Une affirmation qui remet en question la sécurité au sein de la Maison Blanche, car personne n'aurait remarqué l'ancienne employée en train d'enregistrer son licenciement avec John Kelly, chef de cabinet. Walter Shaub, ancien dirigeant du bureau d'éthique du gouvernement, organisme indépendant chargé d'éviter les conflits d'intérêt, s'inquiète de cette situation dans le Washington Post: «Toute cette histoire pose question sur les capacités de la Maison Blanche à maintenir la sécurité et cela reflète les dysfonctionnements dans la situation du personnel.»
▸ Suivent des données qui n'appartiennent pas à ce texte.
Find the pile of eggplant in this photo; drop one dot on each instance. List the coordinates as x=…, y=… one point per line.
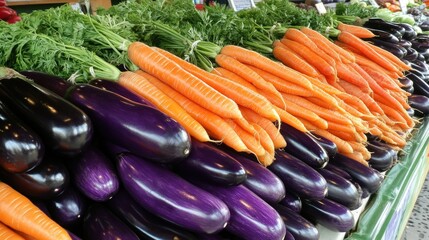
x=402, y=40
x=107, y=167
«C'est étrange que John Kelly l'emmène dans une pièce sécurisée juste pour lui dire qu'elle est virée. Surtout qu'elle n'est connue que pour être une star de télé-réalité, c'est aussi étrange de l'avoir embauchée en premier lieu», ajoute-t-il avant d'affirmer qu'il n'est pas inimaginable, comme Omarosa l'explique, qu'on lui ait proposé un contrat à 15.000 dollars par mois pour se taire suite à son licenciement. Une technique classique de la Maison Blanche pour maintenir ses anciens employés dans le silence, selon lui.

Ronna McDaniel, présidente du comité national Républicain, estime que la femme devrait être poursuivie en justice pour ses enregistrements.

Selon ABC News, si les membres du cabinet du président sont aussi inquiets, c'est aussi parce qu'ils ont peur des renseignements que pourrait posséder l'ancienne employée.

Pour le moment, Trump a simplement qualifié Omarosa d'«opportuniste». Sarah Huckabee Sanders, porte-parole de la Maison Blanche, a réagi plus longuement dans une déclaration: «Au lieu de dire la vérité sur toutes les bonnes choses que le Président Trump et son administration font pour rendre l'Amérique sûre et prospère, ce livre est criblé de mensonges et de fausses accusations [...] C'est triste qu'une ancienne employée contrariée essaie de profiter de fausses attaques, et encore pire, que les médias lui fournissent une plate-forme de diffusion après ne pas l'avoir prise au sérieux quand elle n'avait que des choses positives à dire sur le président.»